Fox Hardware

William H. Fox, an Irishman born in 1851, came to America at age 18. By the mid ‘70’s he had established a business as a tin worker in Cincinnati; in 1880, he opened a hardware store at Gilbert and Curtis in Walnut Hills. In addition to the normal tools and mechanics hardware and iron pots and pans, he carried heavier items like stoves, and in 1886 he advertised that he specialized in furnaces and their installation. In 1892, he listed himself as a dealer in hardware and stoves.
William had four sons and two daughters. As each of the boys came of age their father opened a new store – in Norwood, Price Hill, Avondale and downtown – while continuing to run the Walnut Hills store at Gilbert and Curtis. At Gilbert and Curtis, it seems the daughters proved better at the business than the sons; in 1922 Miss Mary Fox served as president, Joseph Fox as vice president, and Miss Hannah Fox as secretary and treasurer of the business. A branch at that time was on Reading Road in Avondale. Later, another son, William Jr., became active in the store. Large corporate competitors like Sears and Roebuck cut in to the valuable tool and general merchandize sales of the local hardware, and Fox retreated to Walnut Hills and a single, somewhat movable branch.
In the late forties, Fox Hardware in Walnut Hills, and at second location farther out Reading, near Galbraith, appeared as locations selling the new Presto Pressure Cooker. This was genuine new post-war hardware to speed up meal preparation for the beginning of the baby boom. A decade later the Enquirer garden section included the Walnut Hills location, and a second Fox store downtown, as suppliers of plants and seeds.

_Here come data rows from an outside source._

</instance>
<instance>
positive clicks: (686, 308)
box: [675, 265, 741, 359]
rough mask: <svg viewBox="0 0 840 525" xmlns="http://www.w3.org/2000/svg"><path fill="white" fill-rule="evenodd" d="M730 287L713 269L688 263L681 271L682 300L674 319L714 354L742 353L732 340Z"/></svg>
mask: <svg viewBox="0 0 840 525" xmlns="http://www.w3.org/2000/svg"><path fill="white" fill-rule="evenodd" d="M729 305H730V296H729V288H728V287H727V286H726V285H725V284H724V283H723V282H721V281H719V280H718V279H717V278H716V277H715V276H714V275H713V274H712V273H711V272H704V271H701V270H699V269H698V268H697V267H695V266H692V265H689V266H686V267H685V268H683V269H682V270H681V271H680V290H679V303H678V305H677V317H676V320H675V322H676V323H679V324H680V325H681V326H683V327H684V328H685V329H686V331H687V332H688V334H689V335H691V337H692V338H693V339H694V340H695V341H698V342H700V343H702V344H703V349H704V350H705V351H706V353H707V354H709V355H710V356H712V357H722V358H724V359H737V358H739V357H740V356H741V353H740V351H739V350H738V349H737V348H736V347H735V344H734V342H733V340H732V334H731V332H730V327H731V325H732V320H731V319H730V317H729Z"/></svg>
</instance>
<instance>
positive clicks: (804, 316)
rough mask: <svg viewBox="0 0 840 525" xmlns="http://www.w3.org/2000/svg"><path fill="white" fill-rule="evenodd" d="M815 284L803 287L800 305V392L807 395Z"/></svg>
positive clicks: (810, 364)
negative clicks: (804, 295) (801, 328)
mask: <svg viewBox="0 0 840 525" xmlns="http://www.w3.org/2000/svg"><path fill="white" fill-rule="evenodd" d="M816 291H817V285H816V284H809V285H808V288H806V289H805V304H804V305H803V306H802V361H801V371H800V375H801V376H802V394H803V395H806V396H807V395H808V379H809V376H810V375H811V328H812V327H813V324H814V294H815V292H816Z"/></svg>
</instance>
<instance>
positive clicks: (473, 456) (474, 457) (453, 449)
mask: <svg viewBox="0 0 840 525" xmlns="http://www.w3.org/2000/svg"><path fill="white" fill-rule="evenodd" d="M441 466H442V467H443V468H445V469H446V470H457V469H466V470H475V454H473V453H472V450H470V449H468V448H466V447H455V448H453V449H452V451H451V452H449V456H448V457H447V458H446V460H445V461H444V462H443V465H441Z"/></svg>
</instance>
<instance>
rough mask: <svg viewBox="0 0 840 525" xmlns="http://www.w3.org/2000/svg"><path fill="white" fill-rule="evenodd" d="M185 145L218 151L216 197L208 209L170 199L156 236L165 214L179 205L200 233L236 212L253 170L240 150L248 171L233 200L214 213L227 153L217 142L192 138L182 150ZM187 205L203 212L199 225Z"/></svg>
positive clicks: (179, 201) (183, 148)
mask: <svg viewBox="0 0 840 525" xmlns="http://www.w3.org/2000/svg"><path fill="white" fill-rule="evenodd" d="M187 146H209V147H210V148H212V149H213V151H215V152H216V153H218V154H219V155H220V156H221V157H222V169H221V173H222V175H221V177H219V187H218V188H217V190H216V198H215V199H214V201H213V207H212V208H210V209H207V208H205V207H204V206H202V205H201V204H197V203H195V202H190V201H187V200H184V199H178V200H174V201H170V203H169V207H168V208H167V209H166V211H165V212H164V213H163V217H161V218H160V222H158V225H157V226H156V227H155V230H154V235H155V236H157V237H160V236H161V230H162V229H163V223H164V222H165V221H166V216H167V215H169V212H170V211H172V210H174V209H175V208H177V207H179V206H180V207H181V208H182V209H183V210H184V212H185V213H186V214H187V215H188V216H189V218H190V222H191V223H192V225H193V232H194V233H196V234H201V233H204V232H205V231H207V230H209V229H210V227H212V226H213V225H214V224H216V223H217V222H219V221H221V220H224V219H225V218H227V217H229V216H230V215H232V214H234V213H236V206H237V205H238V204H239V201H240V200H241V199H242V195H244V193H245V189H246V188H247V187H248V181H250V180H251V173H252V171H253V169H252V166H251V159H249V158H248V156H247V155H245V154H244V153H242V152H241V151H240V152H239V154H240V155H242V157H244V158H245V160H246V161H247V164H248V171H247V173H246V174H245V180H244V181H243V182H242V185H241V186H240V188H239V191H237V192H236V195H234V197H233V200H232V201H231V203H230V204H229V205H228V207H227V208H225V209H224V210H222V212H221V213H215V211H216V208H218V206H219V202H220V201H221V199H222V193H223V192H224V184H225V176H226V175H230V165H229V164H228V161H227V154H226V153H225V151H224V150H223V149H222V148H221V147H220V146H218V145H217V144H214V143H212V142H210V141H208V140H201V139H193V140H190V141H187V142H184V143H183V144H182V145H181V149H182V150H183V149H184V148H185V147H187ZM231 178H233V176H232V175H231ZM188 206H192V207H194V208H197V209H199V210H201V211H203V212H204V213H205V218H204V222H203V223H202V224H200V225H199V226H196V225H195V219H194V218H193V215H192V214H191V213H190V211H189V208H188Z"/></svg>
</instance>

In about 1960, leadership passed to the next generation; William Jr.’s son-in-law Jack Leonard took over the business. As Walnut Hills struggled economically in the 1960’s so did Fox Hardware. The riots late in the decade saw broken windows and looting, but more importantly a fall-off in business especially from white customers. Yet the store rebound over the next decades. Fox joined the True Value hardware buying cooperative, obtaining stock at competitive prices and enjoying the corporation’s advertising and marketing expertise. Jack Leonard embraced the inflation of the ‘70’s and ‘80’s as the saving grace of the business: “As money gets tight, people fix instead of buying new.” Walnut Hills, he thought, was looking up, with a new Kroger’s on the way. But he also noted that most of his business was now in nuts and bolts and similar low-cost household hardware. It would not support another generation.